Goloshes (Fr. galoche, 'a patten, clog, or wooden shoe; ' from the Low Lat. calopedia, 'a clog,' and the Gr. kalopous), india-rubber over-shoes which were introduced into Great Britain from America about the year 1847. At first clumsily made, and of inferior quality, they were, mainly by the exertions of the Hayward Rubber Company in America, soon much improved in quality and appearance, and the demand for them increased rapidly. The largest manufacture for the production of vulcanised rubber goloshes and other shoes in Great Britain is that of the North British Rubber Company at Edinburgh, where more than 100 distinct kinds of boots and shoes are made, and the production amounts to several thousand pairs a day.

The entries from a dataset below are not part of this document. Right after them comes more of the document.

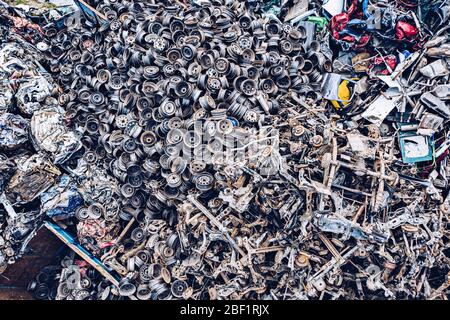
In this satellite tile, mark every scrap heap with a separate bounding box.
[0,0,450,300]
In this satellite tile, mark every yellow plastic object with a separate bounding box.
[331,78,358,110]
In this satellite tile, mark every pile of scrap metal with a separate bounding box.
[0,10,81,273]
[0,0,450,300]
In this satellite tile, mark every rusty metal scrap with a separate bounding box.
[0,0,450,300]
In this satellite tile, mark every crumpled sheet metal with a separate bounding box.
[0,1,450,300]
[5,154,61,204]
[0,113,30,150]
[30,106,81,163]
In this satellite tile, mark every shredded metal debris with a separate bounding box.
[0,0,450,300]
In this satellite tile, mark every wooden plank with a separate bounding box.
[45,222,119,286]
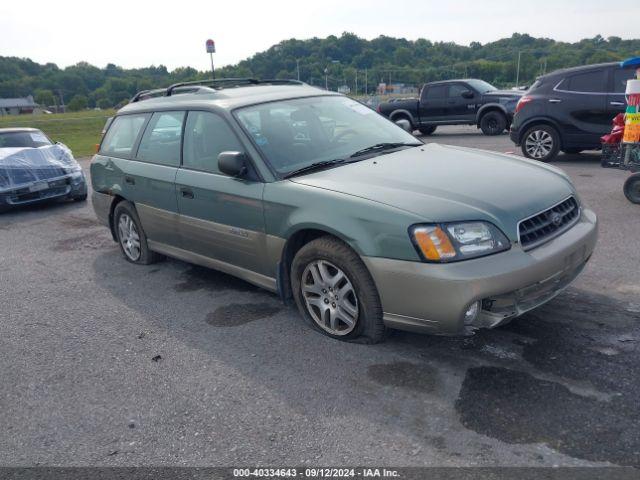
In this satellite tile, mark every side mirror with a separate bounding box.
[395,118,413,133]
[218,152,248,177]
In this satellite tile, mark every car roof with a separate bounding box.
[118,85,341,114]
[0,127,40,133]
[538,62,620,79]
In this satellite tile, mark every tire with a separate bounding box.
[623,173,640,204]
[520,125,560,162]
[291,236,385,344]
[418,125,438,135]
[113,201,162,265]
[480,111,507,135]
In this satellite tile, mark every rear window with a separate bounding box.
[561,70,607,93]
[100,114,149,158]
[0,130,51,148]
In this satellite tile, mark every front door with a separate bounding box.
[176,111,266,274]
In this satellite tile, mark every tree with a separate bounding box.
[67,95,88,112]
[33,88,55,107]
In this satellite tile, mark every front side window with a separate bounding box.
[235,96,417,175]
[0,130,51,148]
[562,70,606,93]
[100,114,148,158]
[136,112,184,167]
[182,112,244,173]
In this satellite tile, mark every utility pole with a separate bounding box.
[356,68,358,95]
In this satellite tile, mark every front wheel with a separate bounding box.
[480,112,507,135]
[521,125,560,162]
[113,201,162,265]
[623,173,640,204]
[291,236,385,344]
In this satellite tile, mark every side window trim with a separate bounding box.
[129,109,187,168]
[553,70,609,95]
[179,108,264,183]
[98,112,152,160]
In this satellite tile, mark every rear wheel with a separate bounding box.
[291,236,385,343]
[521,125,560,162]
[418,125,438,135]
[623,173,640,203]
[113,201,162,265]
[480,111,507,135]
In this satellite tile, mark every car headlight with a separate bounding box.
[409,222,511,263]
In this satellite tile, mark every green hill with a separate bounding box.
[0,33,640,109]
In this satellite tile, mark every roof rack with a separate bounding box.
[130,78,304,103]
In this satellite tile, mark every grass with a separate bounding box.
[0,110,115,157]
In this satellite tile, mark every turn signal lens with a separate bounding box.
[413,226,456,262]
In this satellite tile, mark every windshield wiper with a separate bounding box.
[283,158,346,178]
[351,142,424,158]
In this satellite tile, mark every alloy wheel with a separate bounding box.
[525,130,553,158]
[118,213,140,262]
[300,260,358,335]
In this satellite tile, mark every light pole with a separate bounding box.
[205,39,216,80]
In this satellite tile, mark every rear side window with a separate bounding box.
[136,112,184,167]
[425,85,447,100]
[562,70,607,93]
[613,68,636,93]
[182,112,244,173]
[100,115,149,158]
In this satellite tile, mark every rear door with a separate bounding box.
[607,67,635,119]
[445,83,479,123]
[548,68,611,148]
[176,111,265,273]
[419,85,448,123]
[129,111,185,246]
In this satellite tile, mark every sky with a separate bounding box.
[0,0,640,70]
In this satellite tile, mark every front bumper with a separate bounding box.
[363,209,598,335]
[0,172,87,206]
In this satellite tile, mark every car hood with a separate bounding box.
[0,144,80,190]
[291,143,575,240]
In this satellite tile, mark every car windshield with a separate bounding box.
[465,80,497,93]
[236,96,419,176]
[0,130,51,148]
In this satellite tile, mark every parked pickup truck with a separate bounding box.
[378,79,524,135]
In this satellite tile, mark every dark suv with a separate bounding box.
[510,62,634,162]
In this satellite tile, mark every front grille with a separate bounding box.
[518,197,580,250]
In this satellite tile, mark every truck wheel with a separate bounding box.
[480,111,507,135]
[624,173,640,204]
[113,201,162,265]
[520,125,560,162]
[291,236,385,344]
[418,125,438,135]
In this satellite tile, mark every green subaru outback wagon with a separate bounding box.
[91,79,597,343]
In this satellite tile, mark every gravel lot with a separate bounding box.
[0,127,640,466]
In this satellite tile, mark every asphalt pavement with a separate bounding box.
[0,127,640,466]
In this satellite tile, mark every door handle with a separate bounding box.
[180,188,193,198]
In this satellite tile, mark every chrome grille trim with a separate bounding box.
[518,195,580,250]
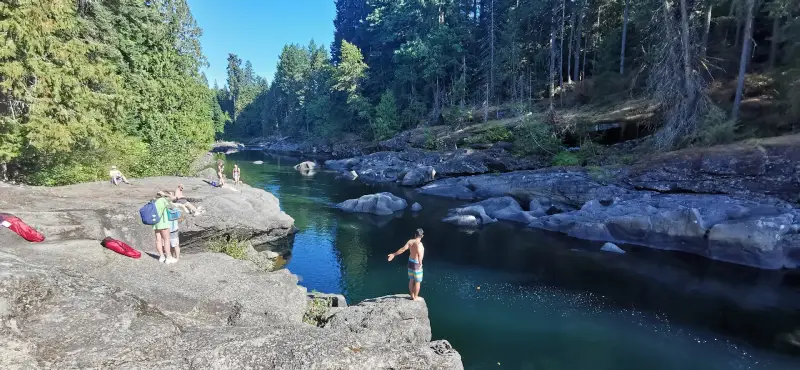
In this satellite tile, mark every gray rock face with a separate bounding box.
[600,243,625,254]
[442,205,497,226]
[625,135,800,202]
[402,166,436,186]
[529,192,800,269]
[336,170,358,181]
[443,197,543,226]
[195,168,217,181]
[325,296,431,344]
[325,149,541,186]
[336,193,408,216]
[418,168,633,211]
[0,177,296,251]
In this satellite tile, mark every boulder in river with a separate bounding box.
[194,168,217,181]
[336,193,408,216]
[418,168,633,208]
[529,192,800,269]
[402,166,436,186]
[600,243,625,254]
[442,205,497,226]
[442,214,482,227]
[443,197,540,226]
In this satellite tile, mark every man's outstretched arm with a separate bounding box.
[389,243,408,261]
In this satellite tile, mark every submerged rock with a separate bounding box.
[325,149,541,186]
[336,170,358,181]
[0,177,296,250]
[600,243,625,254]
[442,215,482,227]
[195,168,218,181]
[336,193,408,216]
[0,178,463,370]
[418,168,633,207]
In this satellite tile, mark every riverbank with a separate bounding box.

The rubber is (1) torn up into small pieces, washed, and rolled together in granulated sheets; (2) it is then mixed, by the aid of heated rollers, with the vulcanising materials, consisting of sulphur, litharge, lampblack, pitch, rosin, and sometimes other materials; (3) the final stage in the preparation of the material is carried out after the shoes are made, and consists in subjecting them for nine hours to a temperature of between 200° and 300° F. Rubber so treated is said to be vulcanised (see INDIA-RUBBER). The so far prepared sheets of material are again rolled out between the heated rollers, till they are of the required thickness for the shoe uppers. Both soles and uppers for each shoe are cut out separately with a knife. The calico or other linings are coated round the edges with some strongly adhesive cement, probably dissolved rubber, and then all the pieces are ready to be put together. The earlier part of the work is done by men, but women actually make the shoes. A clever girl will make forty pairs a day; a very clever one fifty. That is to make a pair of shoes in ten or twelve minutes.
The chief defect of goloshes is that they keep the stockings constantly damp, and the feet uncomfortable, by preventing the escape or the absorption of the perspiration. Various modifications of the ordinary goloshes are made: thus, there is a kind with warm felt lining; another kind have felt or cloth uppers and ankles, and are often called snowshoes.